BONN, 31.07.2019 - Wenn ein öffentlicher Auftraggeber ausreichend qualifiziertes Personal zur „Bedingung für die Auftragsausführung“ macht, muss dieses Personal nicht bereits im Zeitpunkt der Angebotsabgabe, sondern erst zu Beginn der Arbeiten vorhanden sein, so die VK Bund.

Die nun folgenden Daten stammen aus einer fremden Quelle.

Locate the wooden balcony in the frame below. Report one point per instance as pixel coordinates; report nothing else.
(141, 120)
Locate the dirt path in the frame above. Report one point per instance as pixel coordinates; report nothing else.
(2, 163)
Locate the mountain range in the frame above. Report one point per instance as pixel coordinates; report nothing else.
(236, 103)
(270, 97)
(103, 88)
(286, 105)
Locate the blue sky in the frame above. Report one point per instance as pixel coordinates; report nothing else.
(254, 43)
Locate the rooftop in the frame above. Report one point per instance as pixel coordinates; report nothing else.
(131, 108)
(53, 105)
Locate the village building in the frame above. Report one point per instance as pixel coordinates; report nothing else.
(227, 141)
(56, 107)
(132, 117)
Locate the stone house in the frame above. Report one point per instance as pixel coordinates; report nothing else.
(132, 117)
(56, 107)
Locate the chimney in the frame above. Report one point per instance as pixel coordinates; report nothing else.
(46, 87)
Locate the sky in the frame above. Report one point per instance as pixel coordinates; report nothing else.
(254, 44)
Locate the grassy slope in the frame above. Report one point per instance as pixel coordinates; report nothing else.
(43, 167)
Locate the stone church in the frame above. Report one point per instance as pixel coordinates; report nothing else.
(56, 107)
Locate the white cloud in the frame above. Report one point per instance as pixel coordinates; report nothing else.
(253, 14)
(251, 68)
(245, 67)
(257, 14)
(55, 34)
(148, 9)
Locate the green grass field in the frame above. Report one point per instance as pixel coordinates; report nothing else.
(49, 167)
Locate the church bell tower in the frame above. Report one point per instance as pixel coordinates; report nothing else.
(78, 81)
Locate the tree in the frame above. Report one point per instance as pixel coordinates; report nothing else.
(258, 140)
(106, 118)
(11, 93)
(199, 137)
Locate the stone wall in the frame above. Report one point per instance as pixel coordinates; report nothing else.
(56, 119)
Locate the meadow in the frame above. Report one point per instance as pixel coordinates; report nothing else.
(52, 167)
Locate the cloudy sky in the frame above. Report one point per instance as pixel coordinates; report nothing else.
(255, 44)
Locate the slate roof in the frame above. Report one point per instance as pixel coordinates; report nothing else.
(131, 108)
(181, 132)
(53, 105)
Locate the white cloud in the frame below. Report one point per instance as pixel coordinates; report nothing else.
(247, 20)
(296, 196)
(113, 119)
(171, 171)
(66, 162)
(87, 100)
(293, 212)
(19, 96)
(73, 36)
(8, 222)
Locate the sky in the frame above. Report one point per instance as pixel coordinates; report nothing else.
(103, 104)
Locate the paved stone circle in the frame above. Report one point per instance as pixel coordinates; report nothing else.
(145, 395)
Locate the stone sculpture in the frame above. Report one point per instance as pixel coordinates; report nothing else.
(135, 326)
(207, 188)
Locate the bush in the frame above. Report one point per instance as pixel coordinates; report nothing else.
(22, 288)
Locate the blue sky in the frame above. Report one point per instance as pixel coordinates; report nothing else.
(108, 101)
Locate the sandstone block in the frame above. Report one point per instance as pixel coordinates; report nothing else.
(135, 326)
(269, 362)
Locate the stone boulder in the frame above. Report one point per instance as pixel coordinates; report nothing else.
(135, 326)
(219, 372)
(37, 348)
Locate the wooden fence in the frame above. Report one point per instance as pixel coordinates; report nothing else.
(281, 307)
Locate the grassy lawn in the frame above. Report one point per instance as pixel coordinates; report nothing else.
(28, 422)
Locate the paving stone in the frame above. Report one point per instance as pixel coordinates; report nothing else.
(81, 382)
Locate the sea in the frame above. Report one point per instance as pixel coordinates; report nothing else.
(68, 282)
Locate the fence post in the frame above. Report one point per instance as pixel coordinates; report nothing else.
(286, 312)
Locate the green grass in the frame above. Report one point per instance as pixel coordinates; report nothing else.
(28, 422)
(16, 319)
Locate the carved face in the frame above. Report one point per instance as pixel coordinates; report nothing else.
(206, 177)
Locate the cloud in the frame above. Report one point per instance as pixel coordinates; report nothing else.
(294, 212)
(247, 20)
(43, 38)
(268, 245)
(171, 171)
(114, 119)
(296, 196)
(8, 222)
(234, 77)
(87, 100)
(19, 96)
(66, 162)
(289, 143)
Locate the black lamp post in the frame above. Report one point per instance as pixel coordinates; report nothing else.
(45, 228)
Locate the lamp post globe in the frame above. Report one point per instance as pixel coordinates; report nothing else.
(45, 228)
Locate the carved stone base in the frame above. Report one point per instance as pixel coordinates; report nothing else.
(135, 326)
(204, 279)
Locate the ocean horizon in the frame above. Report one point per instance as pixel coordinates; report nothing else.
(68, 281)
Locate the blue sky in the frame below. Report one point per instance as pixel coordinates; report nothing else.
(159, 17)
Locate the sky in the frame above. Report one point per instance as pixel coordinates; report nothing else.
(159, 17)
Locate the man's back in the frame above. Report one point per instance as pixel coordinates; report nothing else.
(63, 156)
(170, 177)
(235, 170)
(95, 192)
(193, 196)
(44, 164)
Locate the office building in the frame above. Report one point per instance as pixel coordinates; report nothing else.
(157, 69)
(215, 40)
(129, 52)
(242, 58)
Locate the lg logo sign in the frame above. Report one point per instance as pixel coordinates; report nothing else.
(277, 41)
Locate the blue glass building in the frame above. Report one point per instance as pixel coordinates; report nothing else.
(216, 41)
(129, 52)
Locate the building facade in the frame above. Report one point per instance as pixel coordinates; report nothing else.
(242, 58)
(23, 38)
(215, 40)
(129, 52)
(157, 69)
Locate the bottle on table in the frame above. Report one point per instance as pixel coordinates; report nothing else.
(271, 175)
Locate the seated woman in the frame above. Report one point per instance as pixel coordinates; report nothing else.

Die Vergabekammer des Bundes hat sich in ihrem Beschluss vom 27.08.2018 - VK 2-74/18 - mit der Frage auseinandergesetzt, wann ein Bieter über das für einen Auftrag notwendige qualifizierte Personal verfügen muss.

Sie hat festgestellt:

  • Auf das Angebot eines Bieters, dessen personelle Kapazitäten nicht ausreichen, um die nachgefragten (Spezial-)Arbeiten durchzuführen, darf der Zuschlag nicht erteilt werden.
  • Ein Bieter ist ungeeignet, wenn erkennbar ist, dass er die Arbeiten mit dem vorhandenen Personal nur unter Nichteinhaltung bzw. unter Verstoß gegen arbeitsschutzrechtliche Bestimmungen oder zwingende Unfallverhütungsvorschriften durchführen kann.
  • Macht der Auftraggeber ausreichend qualifiziertes Personal zur "Bedingung für die Auftragsausführung", muss dieses Personal nicht bereits im Zeitpunkt der Angebotsabgabe, sondern erst zu Beginn der Arbeiten vorhanden sein.